Descrição de chapéu RFI clima

Brasil resiste a metas de proteção da natureza na Conferência de Biodiversidade da ONU

Maior objetivo do evento realizado na China é encaminhar a adoção de um novo marco com 21 pontos

  • Salvar artigos

    Recurso exclusivo para assinantes

    assine ou faça login

Lúcia Müzell
RFI

O maior objetivo do evento —realizado de maneira virtual e presencial em Kunming, na China— é encaminhar a adoção de um novo marco com 21 pontos, a serem viabilizados até 2030 e implementados pelos países antes de 2050. Um dos principais é ampliar as áreas terrestres e marítimas protegidas de 17% para 30% do planeta.
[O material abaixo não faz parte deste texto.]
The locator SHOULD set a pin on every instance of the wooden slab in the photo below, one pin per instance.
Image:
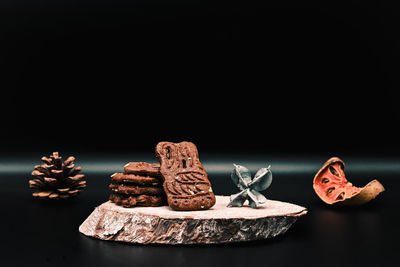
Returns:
(163, 225)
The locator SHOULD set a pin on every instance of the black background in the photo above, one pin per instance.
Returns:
(229, 76)
(290, 83)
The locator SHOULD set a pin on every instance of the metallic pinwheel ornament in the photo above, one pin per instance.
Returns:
(250, 187)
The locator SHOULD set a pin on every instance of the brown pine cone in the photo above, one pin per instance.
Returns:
(56, 179)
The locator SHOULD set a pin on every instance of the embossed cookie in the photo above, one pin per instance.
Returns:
(139, 200)
(136, 179)
(137, 190)
(143, 168)
(185, 180)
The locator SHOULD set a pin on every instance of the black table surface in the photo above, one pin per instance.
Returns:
(45, 233)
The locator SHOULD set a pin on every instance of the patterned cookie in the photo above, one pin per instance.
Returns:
(137, 190)
(140, 200)
(143, 168)
(185, 180)
(136, 179)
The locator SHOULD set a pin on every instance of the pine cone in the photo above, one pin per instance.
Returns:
(56, 179)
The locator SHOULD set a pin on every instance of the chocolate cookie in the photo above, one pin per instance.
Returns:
(136, 179)
(143, 168)
(137, 190)
(140, 200)
(185, 180)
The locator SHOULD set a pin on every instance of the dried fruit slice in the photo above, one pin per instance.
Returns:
(332, 187)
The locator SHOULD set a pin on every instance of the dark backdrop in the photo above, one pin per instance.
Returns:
(246, 76)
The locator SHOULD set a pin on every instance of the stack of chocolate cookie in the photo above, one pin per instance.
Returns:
(140, 184)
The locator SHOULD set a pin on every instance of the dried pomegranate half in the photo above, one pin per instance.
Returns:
(332, 187)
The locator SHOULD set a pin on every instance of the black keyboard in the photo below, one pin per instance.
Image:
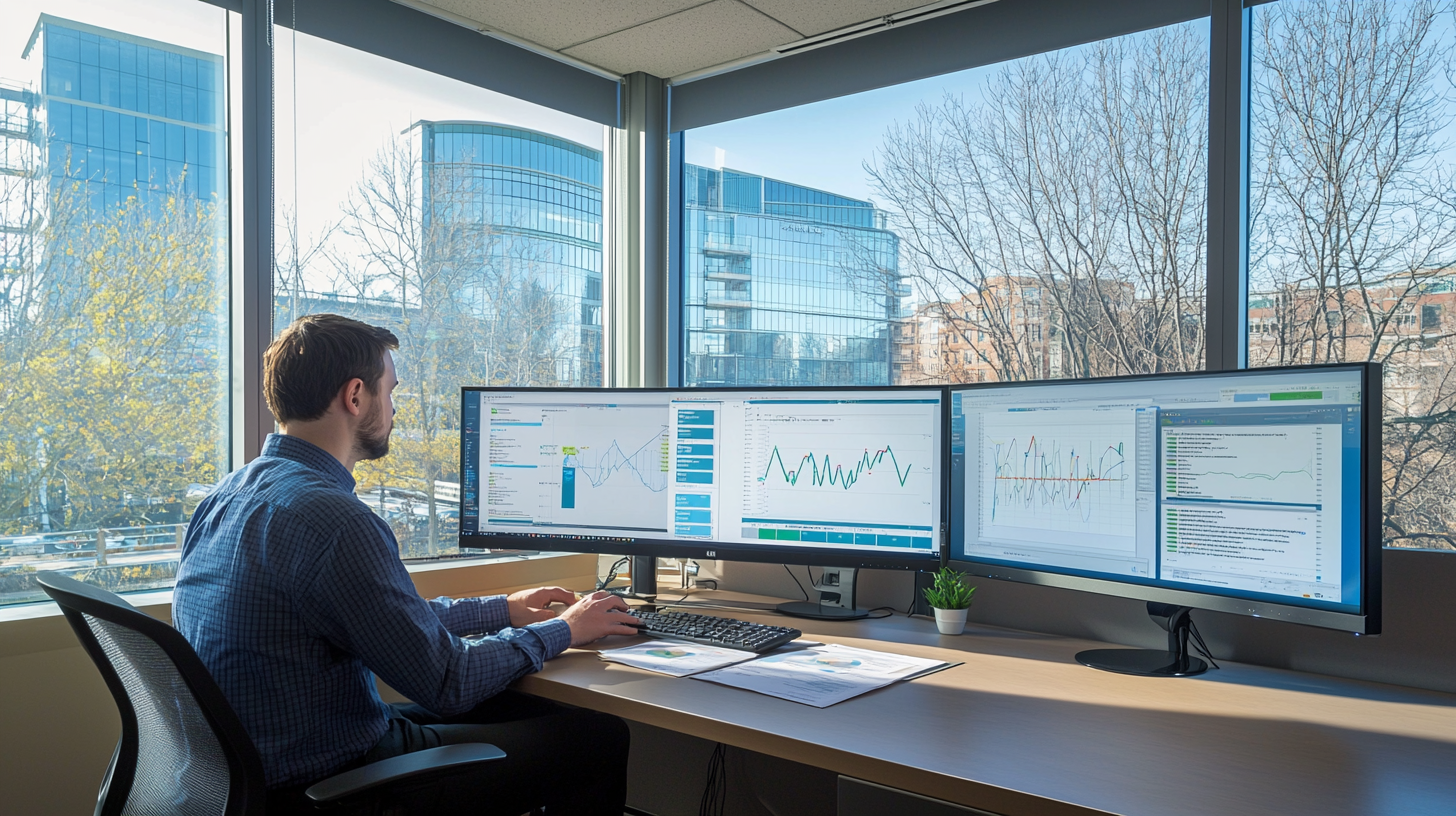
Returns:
(715, 631)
"Infelizmente, essa proposta não conta com o apoio brasileiro. O Brasil está defendendo que isso é uma decisão de cada país e não existe uma métrica perfeita, que nada garante que os 30% vão de fato assegurar a preservação da biodiversidade e que não existe uma base científica para essa tomada de decisão”, afirma o biólogo Carlos Joly, professor da Unicamp e coordenador da plataforma da ONU de cientistas especializados no tema no Brasil (IPBES). "O fato de o Brasil ter sido um grande protagonista positivo nas conferências até 2018 põe em dúvida se a COP 15 será capaz de avançar nessa direção. Sem uma liderança clara do Brasil, não sei se isso acontecerá”, lamenta.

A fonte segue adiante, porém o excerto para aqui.